Fluid

clipart of man scratching his headHow does fluid deprivation affect the terminally ill?

by PAUL C. ROUSSEAU, MD - "RN Magazine" 1991

Many physicians routinely order IV fluids for terminally ill patients to prevent what they believe to be the agonizing effects of dehydration and electrolyte imbalance.

Many nurses, particularly those who work with the dying, believe otherwise. In a survey conducted recently, eight out of ten hospice nurses agreed that dehydration is not painful; more than half of them said that it's beneficial.

Clinical studies back up both assertions.

As death approaches, dehydration occurs naturally from inadequate oral intake, gastrointestinal and renal loses, and the loss of secretions from the skin and lungs. Transitory thirst, dry mouth, and changes in mental status have been found to develop - but the headache, nausea, vomiting, or cramps frequently associated with water deprivation rarely occur. The mental changes - while upsetting to relatives - bring relief to patients by lessening their awareness of suffering.

This effect stems from the production of ketones, which caloric deprivation stimulates. Serum levels of the ketone betahydroxybutyrate increases significantly. The brain converts this derivative of metabolic fat to gamma-hydroxybutyrate, a substance with anesthetic properties that is believed to dull consciousness.

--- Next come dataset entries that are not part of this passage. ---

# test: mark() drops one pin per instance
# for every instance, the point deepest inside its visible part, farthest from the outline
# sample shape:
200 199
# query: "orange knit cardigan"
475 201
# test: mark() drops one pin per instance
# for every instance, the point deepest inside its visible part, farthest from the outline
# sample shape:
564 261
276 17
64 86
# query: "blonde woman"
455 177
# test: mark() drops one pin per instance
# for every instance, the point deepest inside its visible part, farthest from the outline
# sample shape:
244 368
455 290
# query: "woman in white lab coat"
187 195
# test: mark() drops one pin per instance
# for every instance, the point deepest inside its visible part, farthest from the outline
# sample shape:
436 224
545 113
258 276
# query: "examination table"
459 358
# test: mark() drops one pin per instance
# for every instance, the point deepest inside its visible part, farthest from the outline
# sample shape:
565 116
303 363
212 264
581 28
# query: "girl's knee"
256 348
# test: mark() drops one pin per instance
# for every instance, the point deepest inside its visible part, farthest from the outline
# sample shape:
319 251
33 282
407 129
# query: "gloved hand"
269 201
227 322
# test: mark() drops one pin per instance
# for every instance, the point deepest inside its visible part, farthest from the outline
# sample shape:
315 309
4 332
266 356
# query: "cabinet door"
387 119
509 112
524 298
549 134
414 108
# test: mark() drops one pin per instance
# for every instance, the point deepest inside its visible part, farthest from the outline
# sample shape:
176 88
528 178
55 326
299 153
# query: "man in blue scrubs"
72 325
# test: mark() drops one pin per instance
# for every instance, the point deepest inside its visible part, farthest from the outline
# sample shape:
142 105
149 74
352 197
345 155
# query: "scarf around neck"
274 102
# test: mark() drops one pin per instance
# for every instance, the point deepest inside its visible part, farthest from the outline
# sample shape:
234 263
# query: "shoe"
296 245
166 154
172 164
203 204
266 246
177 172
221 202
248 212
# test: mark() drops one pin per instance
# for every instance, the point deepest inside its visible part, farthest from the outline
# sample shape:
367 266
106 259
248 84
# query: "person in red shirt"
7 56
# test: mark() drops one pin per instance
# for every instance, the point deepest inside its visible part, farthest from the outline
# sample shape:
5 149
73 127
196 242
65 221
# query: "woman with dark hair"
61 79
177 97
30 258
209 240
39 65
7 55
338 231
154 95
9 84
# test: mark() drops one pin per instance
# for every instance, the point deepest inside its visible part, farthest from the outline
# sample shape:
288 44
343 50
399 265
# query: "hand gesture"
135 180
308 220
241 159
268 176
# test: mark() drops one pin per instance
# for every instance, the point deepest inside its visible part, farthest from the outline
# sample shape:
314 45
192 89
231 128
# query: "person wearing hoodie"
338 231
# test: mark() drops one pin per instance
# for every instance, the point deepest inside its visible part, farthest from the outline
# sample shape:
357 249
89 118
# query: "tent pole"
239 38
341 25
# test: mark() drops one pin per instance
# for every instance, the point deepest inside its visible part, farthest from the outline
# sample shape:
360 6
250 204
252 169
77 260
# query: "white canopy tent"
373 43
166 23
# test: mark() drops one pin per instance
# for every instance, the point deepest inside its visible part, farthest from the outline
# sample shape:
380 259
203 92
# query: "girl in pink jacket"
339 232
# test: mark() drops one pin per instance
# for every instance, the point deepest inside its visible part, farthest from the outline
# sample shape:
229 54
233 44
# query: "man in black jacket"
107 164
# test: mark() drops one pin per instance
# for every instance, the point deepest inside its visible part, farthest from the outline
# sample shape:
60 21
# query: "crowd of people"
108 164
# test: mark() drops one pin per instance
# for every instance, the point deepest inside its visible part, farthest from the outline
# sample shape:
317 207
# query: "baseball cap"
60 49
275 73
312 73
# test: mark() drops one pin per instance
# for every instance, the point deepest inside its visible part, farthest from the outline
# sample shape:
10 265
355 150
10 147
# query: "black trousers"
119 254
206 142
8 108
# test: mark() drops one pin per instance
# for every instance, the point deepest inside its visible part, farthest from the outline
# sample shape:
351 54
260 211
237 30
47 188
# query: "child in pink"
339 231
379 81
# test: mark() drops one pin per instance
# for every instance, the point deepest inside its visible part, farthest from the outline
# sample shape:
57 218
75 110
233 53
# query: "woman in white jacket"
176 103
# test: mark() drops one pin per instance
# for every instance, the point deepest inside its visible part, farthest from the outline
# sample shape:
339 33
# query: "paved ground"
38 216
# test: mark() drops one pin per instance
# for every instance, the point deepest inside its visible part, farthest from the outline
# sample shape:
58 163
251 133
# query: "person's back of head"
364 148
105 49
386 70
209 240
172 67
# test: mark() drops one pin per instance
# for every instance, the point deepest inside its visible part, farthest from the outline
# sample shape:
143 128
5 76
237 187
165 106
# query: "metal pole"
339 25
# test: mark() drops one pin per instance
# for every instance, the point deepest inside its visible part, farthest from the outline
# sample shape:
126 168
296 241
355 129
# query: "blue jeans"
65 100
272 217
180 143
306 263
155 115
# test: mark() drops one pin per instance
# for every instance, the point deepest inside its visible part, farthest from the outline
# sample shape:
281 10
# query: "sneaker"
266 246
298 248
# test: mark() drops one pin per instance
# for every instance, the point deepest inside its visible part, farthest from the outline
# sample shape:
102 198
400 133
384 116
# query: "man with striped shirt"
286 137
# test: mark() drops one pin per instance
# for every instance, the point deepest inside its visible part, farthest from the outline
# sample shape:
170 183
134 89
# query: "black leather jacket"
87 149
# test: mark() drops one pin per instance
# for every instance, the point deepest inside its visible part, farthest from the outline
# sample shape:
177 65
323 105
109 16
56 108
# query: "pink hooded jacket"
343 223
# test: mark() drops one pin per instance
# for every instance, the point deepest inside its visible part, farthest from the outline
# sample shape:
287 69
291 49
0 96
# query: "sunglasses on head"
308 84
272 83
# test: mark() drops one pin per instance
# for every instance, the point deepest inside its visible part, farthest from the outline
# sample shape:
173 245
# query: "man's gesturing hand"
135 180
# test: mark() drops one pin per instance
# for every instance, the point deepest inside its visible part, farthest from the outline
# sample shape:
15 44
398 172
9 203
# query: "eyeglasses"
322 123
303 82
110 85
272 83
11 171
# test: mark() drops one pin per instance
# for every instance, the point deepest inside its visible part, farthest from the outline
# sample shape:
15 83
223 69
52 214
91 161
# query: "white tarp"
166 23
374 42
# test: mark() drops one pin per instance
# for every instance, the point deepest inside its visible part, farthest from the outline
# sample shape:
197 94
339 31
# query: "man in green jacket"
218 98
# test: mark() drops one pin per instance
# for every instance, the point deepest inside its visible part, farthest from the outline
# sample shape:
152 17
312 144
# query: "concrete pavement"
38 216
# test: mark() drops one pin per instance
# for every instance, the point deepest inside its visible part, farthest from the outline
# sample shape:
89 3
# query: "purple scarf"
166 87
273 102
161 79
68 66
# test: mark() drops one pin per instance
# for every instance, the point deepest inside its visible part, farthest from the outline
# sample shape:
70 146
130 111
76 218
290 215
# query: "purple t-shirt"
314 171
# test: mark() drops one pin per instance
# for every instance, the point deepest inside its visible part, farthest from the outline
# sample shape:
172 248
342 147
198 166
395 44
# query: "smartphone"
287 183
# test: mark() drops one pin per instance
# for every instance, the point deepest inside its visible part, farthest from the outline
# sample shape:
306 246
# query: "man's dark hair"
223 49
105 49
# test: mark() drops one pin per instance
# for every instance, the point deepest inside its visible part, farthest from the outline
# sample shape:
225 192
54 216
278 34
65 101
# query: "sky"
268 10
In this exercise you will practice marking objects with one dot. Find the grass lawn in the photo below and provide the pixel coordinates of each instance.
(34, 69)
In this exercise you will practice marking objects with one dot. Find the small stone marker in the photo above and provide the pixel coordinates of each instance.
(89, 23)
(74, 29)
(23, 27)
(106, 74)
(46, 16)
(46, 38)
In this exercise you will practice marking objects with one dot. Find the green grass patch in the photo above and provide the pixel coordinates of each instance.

The administration of IV fluids may produce a feeling of well-being, but it's usually a fleeting sensation. In time, artificial hydration is likely to heighten the discomfort of a terminally ill patient, and often exacerbates underlying symptoms:
Renal: Unless renal function has declined, IV fluids increase urine output, often creating a need for an indwelling catheter. Fluid deprivation eliminates the frequent use of a urinal or bedpan and the discomfort that goes along with it.
Pulmonary: Pharyngeal and pulmonary secretions increase causing cough, dyspnea, and often pulmonary edema. If pneumonia is present, IV fluids make it worse. Dehydration relieves congestion and the symptoms associated with it.
Gastrointestinal: An increase in gastrointestinal fluids brings greater likelihood of nausea and vomiting, particularly for patients with intestinal strictures or neoplasms. Dehydration makes such painful symptoms unlikely.
Artificial hydration also contributes to peri-tumor and peripheral edema, the latter predisposing a patient to painful pressure sores. Dehydration diminishes the risk.

Oral discomfort, then, is dehydration's only drawback. Xerostomia is prevalent, leading to mucosal inflammation, viral or bacterial infection, or candidiasis. Scrupulous oral care and comfort measures bring relief.

To ease a patient's oral discomfort, use saliva substitutes as moisturizers, and frequent rinses with nonalcoholic mouthwashes. You can remove food debris with a peroxide and water rinse. Offer ice chips an the patient's favorite liquid frequently. If there is inflammation, use dyphenhydramine (Benadryl) and viscous Xylocaine to reduce mucosal irritation. Apply lip balm or petroleum jelly to chapped, dry lips. Avoid lemon and glycerin swabs though, they promote dryness.
Accompanied by comfort measures and emotional support, dehydration is a humane therapeutic response to terminal illness. Honest and compassionate discussions with your patients and their families is the way to help more dying patients benefit from this natural means of pain relief.

PAUL C. ROUSSEAU, MD the author, chief of geriatrics at the Veteran Affairs Medical Center in Phoenix and an adjunct professor of adult development and aging at Arizona State University in Tempe, is board-certified in internal and geriatric medicine.